Dáil debates
Thursday, 1 May 2025
Report of the Farrelly Commission: Statements
3:55 am
Mary Lou McDonald (Dublin Central, Sinn Fein)
That means I have only five minutes. I will endeavour to air some of the issues that need to be aired on the floor of this House in the time we are sharing.
I struggle to express just how astonishing and disappointing all of this is. The Minister said Grace was at the heart of this process. That is simply not true. The rights, experiences and advocacy for Grace have all been undermined by this process. It took eight years, with seven extensions, a report of 2,000 pages, a cost of almost €14 million, and the fact is that we are still left in the dark on the critical issues. The sum total of it is that the commission has made a rather anaemic finding of neglect. What I have heard about the Grace case spells out depravity to me – a fundamental assault on the most basic human dignity of a person who could not speak for themselves. That is what it was. To simply dust this off as dental neglect requiring the extraction of teeth or minor instances of lapses in hygiene insults Grace and does no real justice to, and does not reflect, what actually happened. Family X – Mr. and Mrs. X – were neglectful. There were very serious and credible allegations of abuse, up to and including sexual abuse. The commission has chosen to discount that. The commission report pushes back against those very brave advocates and whistleblowers who came forward to tell the story. However, take from the commission that the family concerned, Family X, was neglectful. Of that, there is no doubt. It is to vastly understate the case. The greatest neglect and greatest failure regarding Grace is actually the neglect and failure of the State and the Government itself. It is neglect, or perhaps even complicity.
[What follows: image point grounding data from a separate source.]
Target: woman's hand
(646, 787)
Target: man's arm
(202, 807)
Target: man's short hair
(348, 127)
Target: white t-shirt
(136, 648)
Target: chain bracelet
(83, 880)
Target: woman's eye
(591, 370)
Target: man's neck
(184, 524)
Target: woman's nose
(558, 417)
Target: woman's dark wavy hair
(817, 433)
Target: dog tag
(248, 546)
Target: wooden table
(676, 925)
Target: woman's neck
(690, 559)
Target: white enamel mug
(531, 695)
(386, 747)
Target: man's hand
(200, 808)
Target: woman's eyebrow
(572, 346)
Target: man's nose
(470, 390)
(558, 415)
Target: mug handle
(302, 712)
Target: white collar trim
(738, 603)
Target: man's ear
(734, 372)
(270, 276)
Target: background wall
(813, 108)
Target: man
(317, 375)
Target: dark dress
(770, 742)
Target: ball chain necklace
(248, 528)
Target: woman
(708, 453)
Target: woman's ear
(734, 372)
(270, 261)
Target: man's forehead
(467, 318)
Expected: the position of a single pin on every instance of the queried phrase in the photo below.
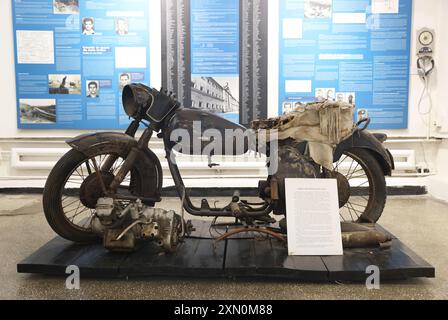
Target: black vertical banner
(253, 60)
(176, 49)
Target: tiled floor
(420, 222)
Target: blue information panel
(215, 69)
(357, 51)
(73, 57)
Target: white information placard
(312, 213)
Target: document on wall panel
(312, 213)
(73, 58)
(353, 51)
(215, 56)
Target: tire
(54, 212)
(377, 185)
(53, 197)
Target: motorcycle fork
(131, 131)
(127, 164)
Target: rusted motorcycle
(106, 187)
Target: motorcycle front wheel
(73, 189)
(362, 186)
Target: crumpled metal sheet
(322, 124)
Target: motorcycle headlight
(136, 99)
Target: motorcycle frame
(233, 209)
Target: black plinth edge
(242, 257)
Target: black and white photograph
(322, 94)
(347, 97)
(65, 6)
(64, 83)
(123, 80)
(216, 95)
(92, 89)
(318, 9)
(88, 26)
(37, 111)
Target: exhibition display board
(73, 57)
(214, 56)
(357, 51)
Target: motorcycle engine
(121, 229)
(291, 164)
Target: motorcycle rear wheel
(368, 191)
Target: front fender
(366, 140)
(92, 143)
(147, 163)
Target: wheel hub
(343, 188)
(91, 189)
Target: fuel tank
(198, 132)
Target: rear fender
(147, 163)
(366, 140)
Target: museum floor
(420, 222)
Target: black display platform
(246, 256)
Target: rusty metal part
(343, 188)
(99, 175)
(236, 209)
(127, 242)
(274, 189)
(91, 189)
(365, 239)
(252, 229)
(355, 235)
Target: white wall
(426, 13)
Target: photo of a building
(214, 95)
I want to go back to 1995 and 1996. The balloon goes up, the allegations are made, and the decision is taken to remove Grace from the home in question. That decision is appealed by Family X and its appeal fails. It then writes to the then Minister for Health, and the Minister acknowledges receipt of the correspondence and, extraordinarily, responds a couple of months later stating the decision was made but that there was then another appeal mechanism and that the health board had reversed the decision.
I, for one, want to know exactly what happened there. I want to know what were the dynamics of that. A decision had been made, appealed and upheld turned on its head and a child returned to this hell and depravity and left there until another whistleblower came forward. I do not believe that the commission has gotten under the bonnet of exactly what happened there for one second. What it does acknowledge is that there was a political intervention. Would we go so far as to call it political interference? I do not know and the commission does not give us those answers but we must get to those answers.
The commission also extraordinarily decided not to investigate the condition or experiences of some 47 other children and young people. That is extraordinary even on the commission’s own terms and on the basis of its anaemic finding of neglect. What has the Government to say about it unilaterally making that call? Why has the Government accepted that? I do not believe it should have.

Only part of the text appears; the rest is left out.